Now, this will be complicated, but bear with me because it's important.

The layout of my room is what you could consider at best, unusual. With a lot of Australian homes, it's not uncommon to have the main entrance on the 2nd floor, which then lead down to your ground floor, so therefore, my room can be entered through two different ways. You can come downstairs straight into the bulk of my room, you can take the outside door that goes through the laundry, down a hallway, in turn to my room. I don't have any doors to actually close my room, a fact that has made hooking up very difficult in my teen life.

Three days ago, I woke up in this room to hear someone walking around. This isn't an uncommon occurrence as it's an old house, it does creak. It took me a few minutes to realise why this bothered me so much.

The steps were someone walking around on my floor.

This doesn't happen. My mother and father used to do it, back in my first days of living down here, but I'm a light sleeper and whenever they came down to throw some clothes in the washing machine it'd wake me every time.

I shit myself. I've never been brave at the best of times. I just sat there pretending to sleep, hoping he or she would just take whatever and leave. I then heard a click, of my door closing, with no more footsteps. I waited for several minutes before I even dared to move, before sprinting upstairs and waking up Mum and Dad in a blind panic. We didn't sleep that night, we were too busy searching the house.
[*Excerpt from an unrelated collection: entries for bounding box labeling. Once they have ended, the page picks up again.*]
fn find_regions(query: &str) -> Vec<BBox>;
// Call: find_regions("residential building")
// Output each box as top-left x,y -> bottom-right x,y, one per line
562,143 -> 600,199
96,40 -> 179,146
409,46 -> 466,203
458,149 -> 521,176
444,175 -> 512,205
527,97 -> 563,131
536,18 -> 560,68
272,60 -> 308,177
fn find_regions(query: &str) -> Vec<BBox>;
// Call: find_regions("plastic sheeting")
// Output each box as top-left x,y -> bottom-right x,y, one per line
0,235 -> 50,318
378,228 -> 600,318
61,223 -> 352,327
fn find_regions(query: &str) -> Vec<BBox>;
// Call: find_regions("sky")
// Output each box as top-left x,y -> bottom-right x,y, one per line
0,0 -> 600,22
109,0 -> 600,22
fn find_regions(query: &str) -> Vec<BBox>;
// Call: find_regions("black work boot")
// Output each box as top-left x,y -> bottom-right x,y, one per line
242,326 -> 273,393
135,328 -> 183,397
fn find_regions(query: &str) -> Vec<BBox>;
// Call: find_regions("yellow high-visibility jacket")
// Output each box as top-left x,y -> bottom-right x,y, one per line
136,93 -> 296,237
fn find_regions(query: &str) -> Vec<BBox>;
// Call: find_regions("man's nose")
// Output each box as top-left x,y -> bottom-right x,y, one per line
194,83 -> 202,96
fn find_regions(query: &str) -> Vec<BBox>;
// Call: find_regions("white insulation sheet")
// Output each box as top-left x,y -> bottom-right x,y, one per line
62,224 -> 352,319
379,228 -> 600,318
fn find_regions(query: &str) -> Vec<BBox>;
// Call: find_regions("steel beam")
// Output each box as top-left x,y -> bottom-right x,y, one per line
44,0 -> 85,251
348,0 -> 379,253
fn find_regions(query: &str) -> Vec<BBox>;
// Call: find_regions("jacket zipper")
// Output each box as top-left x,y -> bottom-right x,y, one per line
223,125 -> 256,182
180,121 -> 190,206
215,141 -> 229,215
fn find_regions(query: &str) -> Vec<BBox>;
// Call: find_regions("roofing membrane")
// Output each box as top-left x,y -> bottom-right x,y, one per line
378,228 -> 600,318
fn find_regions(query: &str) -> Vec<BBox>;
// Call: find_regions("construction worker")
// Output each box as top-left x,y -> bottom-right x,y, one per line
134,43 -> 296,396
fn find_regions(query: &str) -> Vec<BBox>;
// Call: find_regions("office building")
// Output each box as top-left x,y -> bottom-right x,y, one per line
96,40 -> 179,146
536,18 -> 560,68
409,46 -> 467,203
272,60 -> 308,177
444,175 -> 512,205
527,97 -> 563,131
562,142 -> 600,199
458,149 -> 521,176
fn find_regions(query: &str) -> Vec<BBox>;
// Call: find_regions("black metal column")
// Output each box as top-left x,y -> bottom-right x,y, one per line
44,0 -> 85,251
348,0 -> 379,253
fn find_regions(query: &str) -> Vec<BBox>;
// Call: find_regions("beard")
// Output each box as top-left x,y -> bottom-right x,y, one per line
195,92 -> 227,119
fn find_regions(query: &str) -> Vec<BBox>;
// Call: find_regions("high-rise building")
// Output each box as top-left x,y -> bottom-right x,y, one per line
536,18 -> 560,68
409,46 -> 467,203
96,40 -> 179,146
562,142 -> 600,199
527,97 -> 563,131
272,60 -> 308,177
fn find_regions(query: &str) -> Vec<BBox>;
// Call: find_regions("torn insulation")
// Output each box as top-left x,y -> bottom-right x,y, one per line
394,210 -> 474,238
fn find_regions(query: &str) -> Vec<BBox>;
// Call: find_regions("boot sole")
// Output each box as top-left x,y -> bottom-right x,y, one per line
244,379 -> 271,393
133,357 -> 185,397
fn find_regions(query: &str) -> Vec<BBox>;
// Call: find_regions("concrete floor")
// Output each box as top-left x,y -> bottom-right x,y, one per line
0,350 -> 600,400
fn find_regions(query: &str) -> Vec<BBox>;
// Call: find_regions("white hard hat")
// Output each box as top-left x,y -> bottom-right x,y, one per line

He didn't take anything. Not a single thing.

Mum and Dad let me stay home for a few days after that, albeit once we'd replaced the locks with deadbolts and looked at some high level security systems. I was still convinced he'd stolen something, it was too unusual that based off what had been happening in the neighbourhood, he'd chosen to take nothing here. So I did some investigating.

I spent a few hours essentially itemising my own belongings, the food in our pantry, I'd even considered testing for prints at one stage when I noticed something. The laundry has several doors for storage of brooms and the like, and one of them was sitting slightly ajar. I swung it open, a kitchen knife at the ready, only to be slightly embarrassed. Then I noticed something at the bottom, hidden just out of view by a bucket.

There was a panel in the wall here, just one of your standard ones for accessing the inner area of the wall. Of course, I was still on edge, so I thought I had no other choice but to investigate. I opened it up, and shined a torch inside, only to see a massive cavity, one that extended all the way to the wall of my bedroom.

That's not the part that bothers me. You miss these kind of things when you move into a house.

What bothers me is the food wrappers and rags of clothing I found in there.

What bothers me is the pictures on the walls of the neighborhood children.

What bothers me is the constant thought I've had every single day since then.

There's only one reason to break in to somewhere and not steal a single thing.

You weren't breaking in at all. You were heading out for the night.